Thomas Harriot, a Biography
Author: John W. Shirley
Publisher: Oxford University Press, USA
Published: 1983
Total Pages: 528
ISBN-13:
DOWNLOAD EBOOKRead and Download eBook Full
Author: John W. Shirley
Publisher: Oxford University Press, USA
Published: 1983
Total Pages: 528
ISBN-13:
DOWNLOAD EBOOKAuthor: British Architectural Library. Early Imprints Collection
Publisher: De Gruyter Saur
Published: 1995
Total Pages: 834
ISBN-13:
DOWNLOAD EBOOKAuthor: John Stow
Publisher:
Published: 1633
Total Pages: 1006
ISBN-13:
DOWNLOAD EBOOKAuthor: William Andrews Clark Memorial Library
Publisher:
Published: 1974
Total Pages: 854
ISBN-13:
DOWNLOAD EBOOKAuthor: John Stow
Publisher:
Published: 1908
Total Pages: 478
ISBN-13:
DOWNLOAD EBOOKAuthor: Thomas Dekker
Publisher: Manchester University Press
Published: 1999-09-11
Total Pages: 244
ISBN-13: 9780719030994
DOWNLOAD EBOOKThomas Dekker's The Shoemaker's Holiday is one of the most popular of Elizabethan plays--entertaining, racy and vivid in its characterization. Revealing a vital portrait of Elizabethan London and the interaction of social classes within the city, its social commentary is on the whole optimistic, though darker tones are discernible. The play has had a lively history of performance on both the professional and amateur stage.

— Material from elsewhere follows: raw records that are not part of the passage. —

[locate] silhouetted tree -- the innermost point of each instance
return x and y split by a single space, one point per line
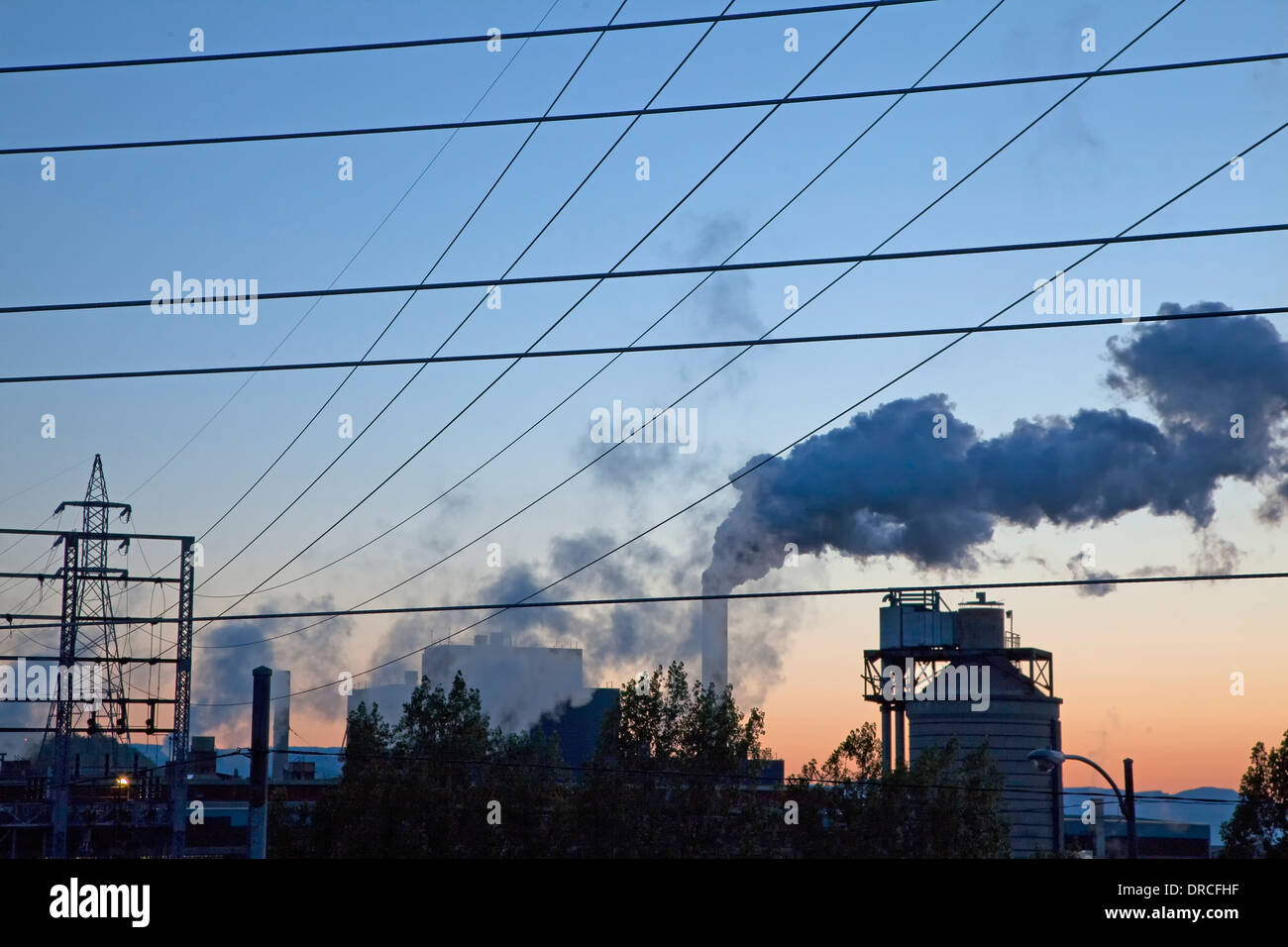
1258 827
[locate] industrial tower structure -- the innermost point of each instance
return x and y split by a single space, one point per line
932 664
88 637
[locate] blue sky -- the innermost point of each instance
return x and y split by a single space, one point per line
114 222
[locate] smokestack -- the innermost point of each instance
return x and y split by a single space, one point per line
281 722
715 643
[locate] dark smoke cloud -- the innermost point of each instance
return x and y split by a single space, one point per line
223 676
885 486
1081 570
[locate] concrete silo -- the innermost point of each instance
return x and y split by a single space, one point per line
944 674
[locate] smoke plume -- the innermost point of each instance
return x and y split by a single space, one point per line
911 478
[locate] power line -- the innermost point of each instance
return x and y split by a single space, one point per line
412 294
669 599
468 316
450 40
656 322
787 781
765 459
638 350
639 112
661 270
553 325
344 269
612 447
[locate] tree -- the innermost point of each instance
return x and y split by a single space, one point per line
677 774
1258 827
940 806
441 783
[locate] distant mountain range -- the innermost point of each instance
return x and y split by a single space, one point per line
1153 804
1168 806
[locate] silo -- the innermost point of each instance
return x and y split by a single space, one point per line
971 685
1019 716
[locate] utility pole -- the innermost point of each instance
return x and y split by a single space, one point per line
259 762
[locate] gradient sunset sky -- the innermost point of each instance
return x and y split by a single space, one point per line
1144 672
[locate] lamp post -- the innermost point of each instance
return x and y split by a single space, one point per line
1047 759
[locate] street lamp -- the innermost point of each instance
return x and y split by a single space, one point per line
1047 759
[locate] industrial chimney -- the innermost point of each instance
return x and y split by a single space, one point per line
281 722
715 643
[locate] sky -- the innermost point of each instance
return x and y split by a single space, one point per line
1144 672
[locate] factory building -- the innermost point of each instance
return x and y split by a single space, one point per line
515 684
944 673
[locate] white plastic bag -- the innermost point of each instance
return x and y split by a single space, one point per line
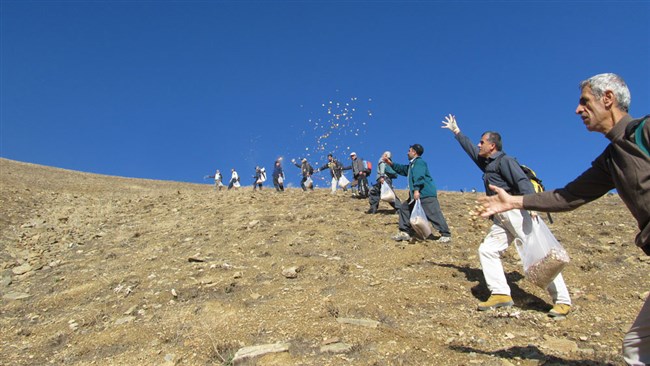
387 194
343 181
542 255
419 221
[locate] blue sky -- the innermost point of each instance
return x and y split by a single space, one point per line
173 90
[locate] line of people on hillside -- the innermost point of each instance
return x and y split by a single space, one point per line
510 195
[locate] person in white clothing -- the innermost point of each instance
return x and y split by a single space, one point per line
234 180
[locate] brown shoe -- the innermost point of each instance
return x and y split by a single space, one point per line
496 301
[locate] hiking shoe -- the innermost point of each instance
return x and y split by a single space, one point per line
559 310
401 236
496 301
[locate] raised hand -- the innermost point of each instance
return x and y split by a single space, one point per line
450 124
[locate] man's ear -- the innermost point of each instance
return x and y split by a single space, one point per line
609 99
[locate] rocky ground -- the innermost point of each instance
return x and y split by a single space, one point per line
114 271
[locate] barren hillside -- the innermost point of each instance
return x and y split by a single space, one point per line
113 271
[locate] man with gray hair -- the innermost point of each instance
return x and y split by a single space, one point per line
624 166
384 174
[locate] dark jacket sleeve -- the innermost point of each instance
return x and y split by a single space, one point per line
590 185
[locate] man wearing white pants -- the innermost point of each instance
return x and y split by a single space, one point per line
503 171
508 227
624 165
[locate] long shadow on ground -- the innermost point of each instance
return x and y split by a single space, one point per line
522 299
530 353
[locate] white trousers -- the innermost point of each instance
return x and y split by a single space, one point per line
636 343
335 184
508 226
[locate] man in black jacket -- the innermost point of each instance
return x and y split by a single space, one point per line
306 170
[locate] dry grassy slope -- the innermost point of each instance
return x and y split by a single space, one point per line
107 254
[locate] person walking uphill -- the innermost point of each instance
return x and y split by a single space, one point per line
503 171
234 179
336 170
278 176
360 173
624 165
421 187
384 174
306 170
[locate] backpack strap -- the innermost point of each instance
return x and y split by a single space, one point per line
639 139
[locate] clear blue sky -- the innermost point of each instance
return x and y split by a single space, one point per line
173 90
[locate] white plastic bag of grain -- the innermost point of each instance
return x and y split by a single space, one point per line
542 255
419 221
387 194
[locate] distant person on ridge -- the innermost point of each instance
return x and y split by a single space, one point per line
218 180
384 174
336 170
624 165
259 178
504 172
234 180
278 176
421 187
360 173
306 170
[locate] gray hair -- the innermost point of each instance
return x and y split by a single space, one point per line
601 83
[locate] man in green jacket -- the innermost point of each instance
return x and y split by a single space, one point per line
421 187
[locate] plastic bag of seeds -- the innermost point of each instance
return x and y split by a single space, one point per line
419 221
542 255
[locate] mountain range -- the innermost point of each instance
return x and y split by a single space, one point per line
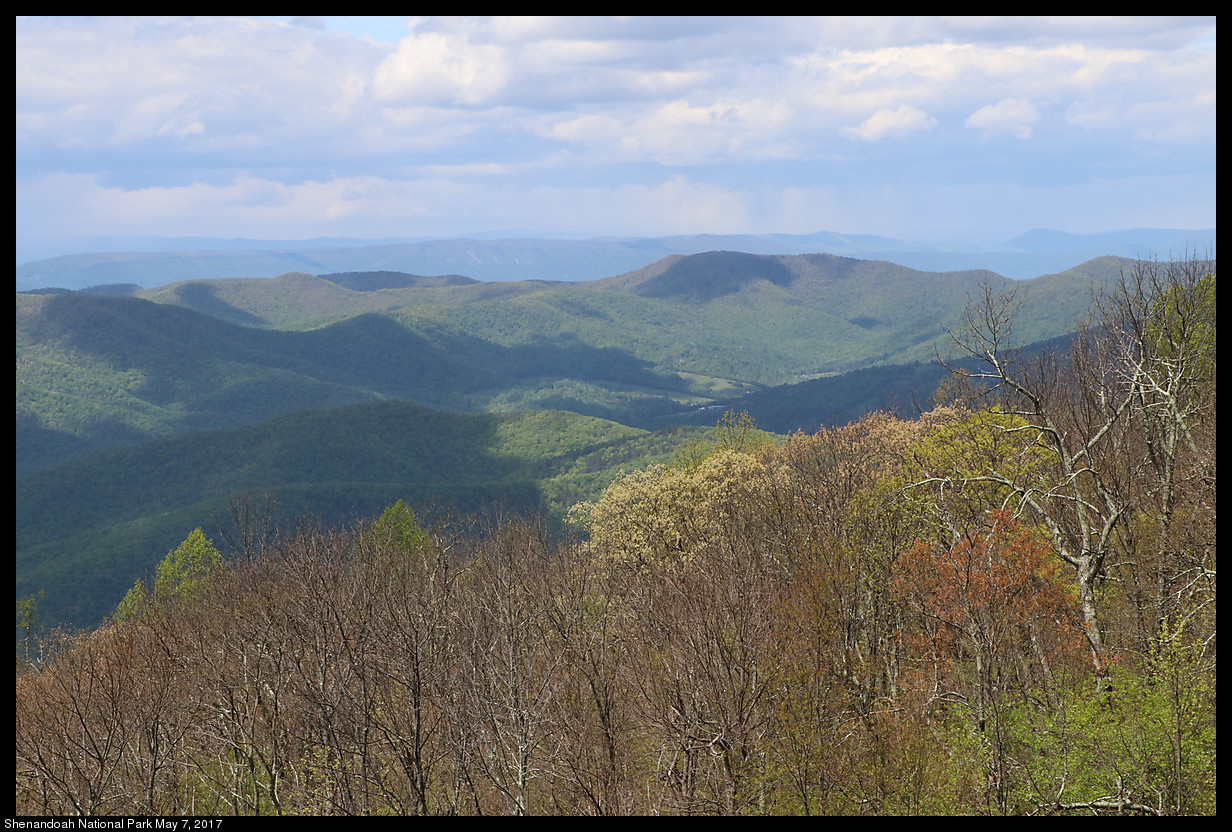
152 261
142 411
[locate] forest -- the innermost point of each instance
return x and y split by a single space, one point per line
1003 607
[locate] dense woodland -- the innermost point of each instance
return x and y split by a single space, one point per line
1005 605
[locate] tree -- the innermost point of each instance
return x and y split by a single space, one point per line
180 576
1119 413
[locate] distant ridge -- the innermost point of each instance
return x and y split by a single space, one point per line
155 263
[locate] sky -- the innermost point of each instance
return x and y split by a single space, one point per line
967 130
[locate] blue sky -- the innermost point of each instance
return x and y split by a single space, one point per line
932 128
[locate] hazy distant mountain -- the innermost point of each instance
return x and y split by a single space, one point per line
152 261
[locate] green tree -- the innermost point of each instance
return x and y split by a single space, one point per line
182 573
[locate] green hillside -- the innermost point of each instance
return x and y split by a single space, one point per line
86 529
137 417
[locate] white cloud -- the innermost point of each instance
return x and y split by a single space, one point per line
238 123
1013 116
892 123
441 68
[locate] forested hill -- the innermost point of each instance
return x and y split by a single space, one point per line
95 371
1003 607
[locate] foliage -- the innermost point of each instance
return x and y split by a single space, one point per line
180 577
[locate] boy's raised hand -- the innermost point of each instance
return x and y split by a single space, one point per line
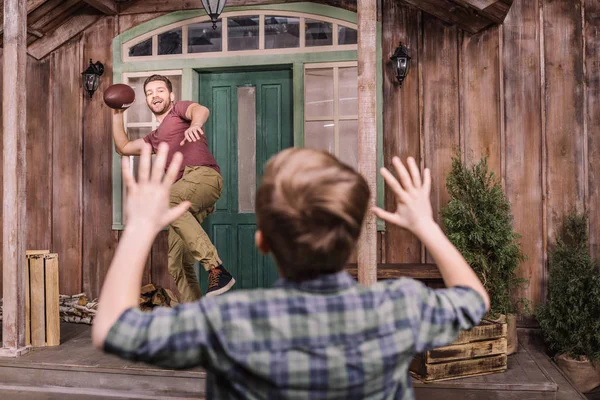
147 202
413 210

Author: Gillian Bebbington
Publisher: B. T. Batsford Limited
Published: 1972
Total Pages: 400
ISBN-13:
DOWNLOAD EBOOKAuthor: J. F. Merritt
Publisher: Cambridge University Press
Published: 2001-08-30
Total Pages: 332
ISBN-13: 9780521773461
DOWNLOAD EBOOKThe 120 years that separate the first publication of John Stow's famous Survey of London in 1598 from John Strype's enormous new edition of the same work in 1720 witnessed London's transformation into a sprawling augustan metropolis, very different from the compact medieval city so lovingly charted in the pages of Stow. Imagining Early Modern London takes Stow's classic account of the Elizabethan city as a starting point for an examination of how generations of very different Londoners - men and women, antiquaries, merchants, skilled craftsmen, labourers and beggars - experienced and understood the dramatically changing city. A series of interdisciplinary essays explore the ways in which Londoners interpreted and memorialized their past: how individuals located themselves mentally, socially and geographically within the city, and how far the capital's growth was believed to have a moral influence upon its inhabitants.
Author: Eilert Ekwall
Publisher:
Published: 1954
Total Pages: 238
ISBN-13:
DOWNLOAD EBOOKAuthor: David L. Smith
Publisher: Cambridge University Press
Published: 2003-12-18
Total Pages: 312
ISBN-13: 9780521526159
DOWNLOAD EBOOKA collection of interdisciplinary essays on the 'theatrical' in Renaissance London.